Frank Kozloski (1916–2003) was an aeronautical engineer who worked on early tandem rotor helicopters and was one of the founders of Piasecki Helicopter's.

Kozloski was born in Edwardsville in 1916. His parents were Anthony and Stella Twardowska Kozloski. After graduating from Penn State University, Kozloski worked for Westinghouse in Sharon for a year. He left Westinghouse to study aeronautical engineering at NYU. On graduating in 1940, Kozloski joined Frank Piasecki, F.M.Vinsie, Walt Schwartz, Don Myers, and Elliott Daland who formed their own company where they designed the Piasecki PV-2. He met Drago Jovanovich while working at Piasecki's.

On 26 September 1944 he married Bertha S. Anisko and later worked for Kellett Autogiro Corporation in Philadelphia until being drafted into the Navy. After the war he joined with Jovanovich in forming HERC and moved with him to McCulloch's for a time. In the mid-1950s Kozloski opened his own machine shop in California and worked for a number of years for the Hughes Aircraft Corporation. He was involved through Hughes with development of the F-102 and XF-103 fighter planes.

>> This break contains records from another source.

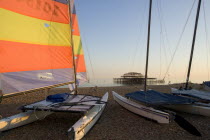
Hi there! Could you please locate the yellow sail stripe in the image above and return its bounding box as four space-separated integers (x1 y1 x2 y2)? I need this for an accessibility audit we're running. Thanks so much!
73 35 84 55
0 8 70 46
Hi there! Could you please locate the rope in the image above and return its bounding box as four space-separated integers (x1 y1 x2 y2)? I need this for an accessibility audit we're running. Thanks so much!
34 106 50 120
75 3 95 82
128 1 146 71
203 1 209 80
163 0 196 80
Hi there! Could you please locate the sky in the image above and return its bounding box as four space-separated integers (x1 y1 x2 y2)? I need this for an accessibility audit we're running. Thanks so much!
75 0 210 83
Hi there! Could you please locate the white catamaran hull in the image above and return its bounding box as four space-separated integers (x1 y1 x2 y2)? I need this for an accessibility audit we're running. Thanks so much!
0 110 53 132
68 93 108 140
0 93 108 140
112 91 170 123
164 103 210 117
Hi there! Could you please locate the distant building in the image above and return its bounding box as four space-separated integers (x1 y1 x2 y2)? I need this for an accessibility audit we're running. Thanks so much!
113 72 157 84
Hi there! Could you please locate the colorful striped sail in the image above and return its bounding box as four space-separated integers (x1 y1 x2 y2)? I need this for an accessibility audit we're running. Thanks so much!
70 0 87 89
0 0 77 95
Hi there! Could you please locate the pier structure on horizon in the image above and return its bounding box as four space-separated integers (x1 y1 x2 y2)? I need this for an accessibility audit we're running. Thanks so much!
113 72 164 84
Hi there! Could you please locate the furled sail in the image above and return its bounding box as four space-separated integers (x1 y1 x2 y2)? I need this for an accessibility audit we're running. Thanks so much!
69 0 87 89
0 0 75 95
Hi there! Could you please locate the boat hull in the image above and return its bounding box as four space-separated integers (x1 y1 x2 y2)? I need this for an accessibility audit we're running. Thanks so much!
68 93 108 140
164 103 210 117
112 91 170 123
0 93 108 140
0 110 53 132
204 85 210 91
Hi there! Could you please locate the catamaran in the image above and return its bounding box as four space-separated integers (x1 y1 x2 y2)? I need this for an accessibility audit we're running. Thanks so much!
0 0 108 139
112 0 203 136
171 0 210 108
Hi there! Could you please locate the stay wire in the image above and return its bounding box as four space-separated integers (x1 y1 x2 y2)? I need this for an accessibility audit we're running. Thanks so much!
203 1 209 80
163 0 196 80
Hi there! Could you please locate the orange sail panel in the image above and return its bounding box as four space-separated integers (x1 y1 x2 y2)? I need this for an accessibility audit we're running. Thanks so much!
0 0 75 94
72 6 86 73
71 1 87 85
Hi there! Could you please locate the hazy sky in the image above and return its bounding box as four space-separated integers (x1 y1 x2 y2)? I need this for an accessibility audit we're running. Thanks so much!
75 0 210 82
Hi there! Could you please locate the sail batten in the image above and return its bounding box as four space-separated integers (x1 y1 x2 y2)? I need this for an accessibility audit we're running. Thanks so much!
0 0 74 96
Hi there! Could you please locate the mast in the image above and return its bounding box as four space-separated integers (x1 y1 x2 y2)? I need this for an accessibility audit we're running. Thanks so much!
185 0 201 89
68 0 77 94
144 0 152 92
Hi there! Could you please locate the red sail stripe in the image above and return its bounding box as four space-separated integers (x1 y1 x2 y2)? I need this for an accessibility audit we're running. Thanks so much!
75 55 86 72
0 0 69 24
72 14 80 36
0 40 73 73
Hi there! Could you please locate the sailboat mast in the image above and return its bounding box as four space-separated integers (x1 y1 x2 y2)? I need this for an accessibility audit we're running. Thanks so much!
68 0 77 94
144 0 152 92
185 0 201 89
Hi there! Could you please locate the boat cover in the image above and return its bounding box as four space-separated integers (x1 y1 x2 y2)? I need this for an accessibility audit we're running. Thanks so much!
203 81 210 87
46 93 71 103
22 94 101 112
171 88 210 101
125 90 195 105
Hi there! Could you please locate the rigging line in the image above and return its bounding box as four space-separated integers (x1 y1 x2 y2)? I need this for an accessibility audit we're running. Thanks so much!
157 0 163 79
75 3 95 79
163 0 196 80
159 0 177 80
129 1 146 71
203 1 209 80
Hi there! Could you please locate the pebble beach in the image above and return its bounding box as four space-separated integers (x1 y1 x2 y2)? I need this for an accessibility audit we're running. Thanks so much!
0 85 210 140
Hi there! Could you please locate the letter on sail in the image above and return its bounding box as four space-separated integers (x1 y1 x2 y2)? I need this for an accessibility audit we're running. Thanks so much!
0 0 75 95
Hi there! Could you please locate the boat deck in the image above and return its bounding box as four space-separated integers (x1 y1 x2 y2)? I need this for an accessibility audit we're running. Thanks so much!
22 95 101 113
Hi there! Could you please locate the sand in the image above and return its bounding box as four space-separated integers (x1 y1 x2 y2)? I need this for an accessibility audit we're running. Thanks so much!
0 86 210 140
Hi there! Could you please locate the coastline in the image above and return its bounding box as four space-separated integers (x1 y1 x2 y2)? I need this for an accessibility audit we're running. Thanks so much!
0 84 210 140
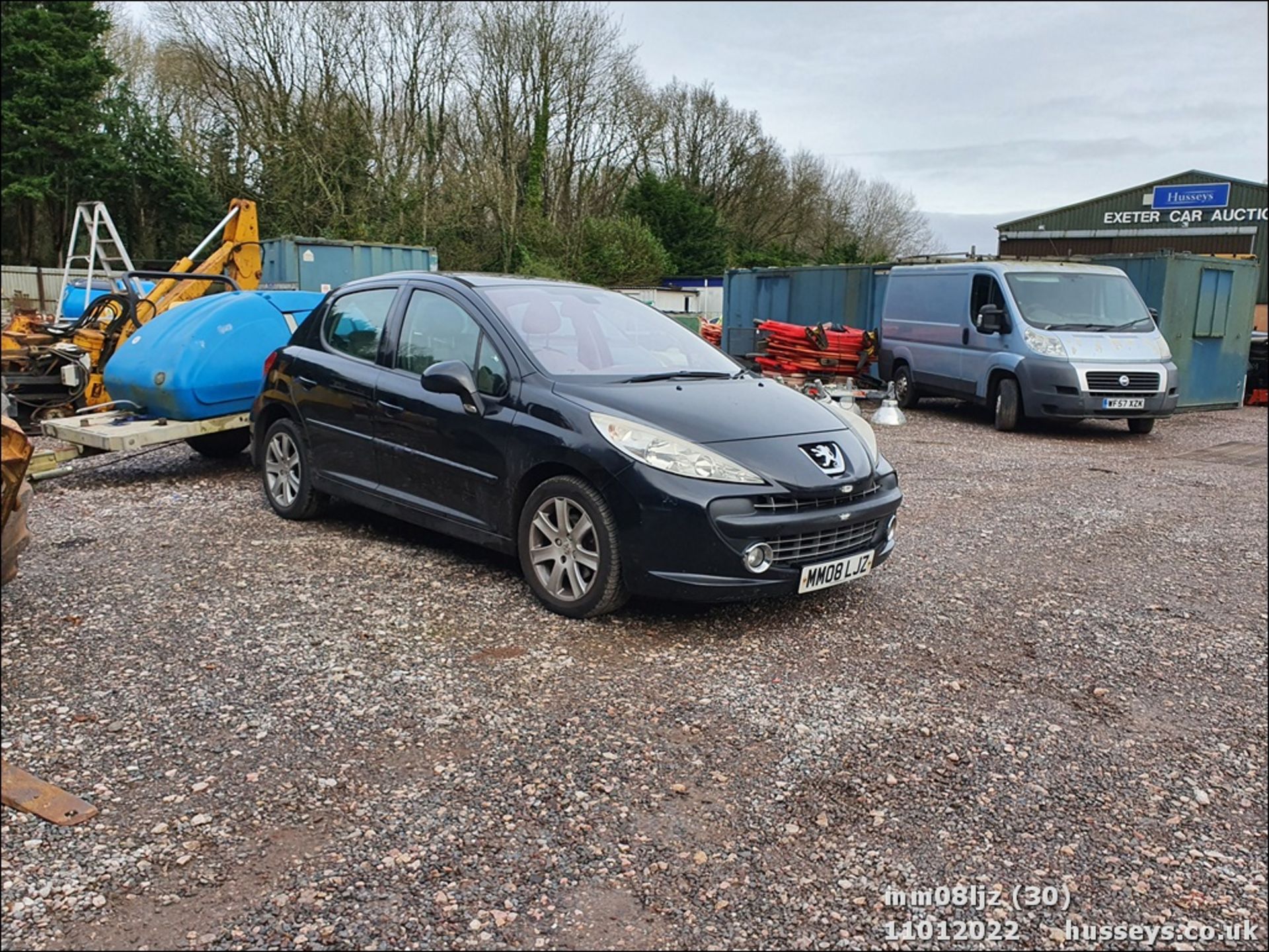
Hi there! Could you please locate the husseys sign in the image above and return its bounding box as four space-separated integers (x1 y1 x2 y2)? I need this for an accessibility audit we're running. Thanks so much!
1102 181 1269 225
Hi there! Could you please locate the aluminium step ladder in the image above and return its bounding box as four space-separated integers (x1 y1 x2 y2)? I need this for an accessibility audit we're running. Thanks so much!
54 201 135 320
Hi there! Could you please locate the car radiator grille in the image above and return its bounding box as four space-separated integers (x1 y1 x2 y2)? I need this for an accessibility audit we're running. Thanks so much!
1087 370 1159 397
753 483 880 515
768 519 880 563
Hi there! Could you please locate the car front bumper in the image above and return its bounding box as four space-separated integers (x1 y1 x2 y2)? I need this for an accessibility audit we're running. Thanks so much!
611 465 904 602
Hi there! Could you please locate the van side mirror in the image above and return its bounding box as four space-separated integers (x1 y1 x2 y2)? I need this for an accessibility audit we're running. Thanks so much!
421 360 484 414
974 305 1005 334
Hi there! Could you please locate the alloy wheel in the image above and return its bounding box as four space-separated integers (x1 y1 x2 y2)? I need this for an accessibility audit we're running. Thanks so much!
529 495 600 602
264 432 301 508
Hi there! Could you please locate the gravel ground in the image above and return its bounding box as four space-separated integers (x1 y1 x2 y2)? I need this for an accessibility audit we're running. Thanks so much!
3 403 1266 949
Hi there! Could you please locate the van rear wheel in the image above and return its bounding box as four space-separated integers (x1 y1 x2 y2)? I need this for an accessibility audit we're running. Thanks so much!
996 377 1023 432
895 364 921 410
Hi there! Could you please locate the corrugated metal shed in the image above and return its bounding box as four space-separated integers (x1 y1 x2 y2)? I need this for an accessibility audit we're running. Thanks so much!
996 168 1269 305
260 235 438 291
722 265 890 356
1095 252 1256 410
0 265 91 314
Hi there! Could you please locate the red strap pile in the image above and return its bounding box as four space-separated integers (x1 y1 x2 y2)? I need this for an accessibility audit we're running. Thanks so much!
753 320 876 377
698 317 722 348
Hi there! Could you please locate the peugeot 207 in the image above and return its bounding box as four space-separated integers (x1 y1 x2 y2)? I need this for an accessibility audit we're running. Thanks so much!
251 273 902 617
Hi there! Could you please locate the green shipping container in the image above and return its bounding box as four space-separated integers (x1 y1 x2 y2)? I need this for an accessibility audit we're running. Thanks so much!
1093 252 1259 411
260 235 436 291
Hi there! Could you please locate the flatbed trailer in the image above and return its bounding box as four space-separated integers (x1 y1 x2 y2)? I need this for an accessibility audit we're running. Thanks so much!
30 410 250 479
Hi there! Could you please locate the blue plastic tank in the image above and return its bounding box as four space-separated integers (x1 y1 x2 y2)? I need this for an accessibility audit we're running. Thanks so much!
62 277 155 320
104 290 324 420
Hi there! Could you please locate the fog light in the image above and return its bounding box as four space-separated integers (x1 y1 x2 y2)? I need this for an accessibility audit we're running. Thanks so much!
741 542 773 574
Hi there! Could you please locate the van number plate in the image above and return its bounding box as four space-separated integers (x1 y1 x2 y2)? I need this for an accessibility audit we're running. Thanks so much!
1102 397 1146 410
797 549 877 595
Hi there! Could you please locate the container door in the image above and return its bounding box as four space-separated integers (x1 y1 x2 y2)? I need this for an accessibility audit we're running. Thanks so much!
292 287 399 490
757 274 789 323
295 244 358 294
1178 268 1250 407
375 288 516 535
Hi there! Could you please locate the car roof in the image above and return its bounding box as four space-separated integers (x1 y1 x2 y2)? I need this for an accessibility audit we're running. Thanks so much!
340 272 592 288
891 258 1123 275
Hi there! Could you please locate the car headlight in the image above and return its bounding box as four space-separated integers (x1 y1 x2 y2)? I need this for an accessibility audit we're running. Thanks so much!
1023 327 1066 360
826 400 878 466
590 414 765 483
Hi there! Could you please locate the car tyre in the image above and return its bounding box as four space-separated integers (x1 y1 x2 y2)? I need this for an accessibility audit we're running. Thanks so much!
996 377 1023 432
895 364 921 410
185 426 251 459
260 417 330 520
518 476 628 618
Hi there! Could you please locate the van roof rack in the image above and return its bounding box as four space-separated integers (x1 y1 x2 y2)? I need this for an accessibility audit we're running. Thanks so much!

In the late 1950s Kozloski returned to Pennsylvania and worked for Boeing as a technical representative for the Bomarc Missile Program. He moved again in 1964 to Alabama to work on the Apollo 11 project and then to Delaware to work on the Sea Knight helicopter. Kozloski retired from Boeing in 1981 due to ill health and moved to Maine. He died on 15 December 2003.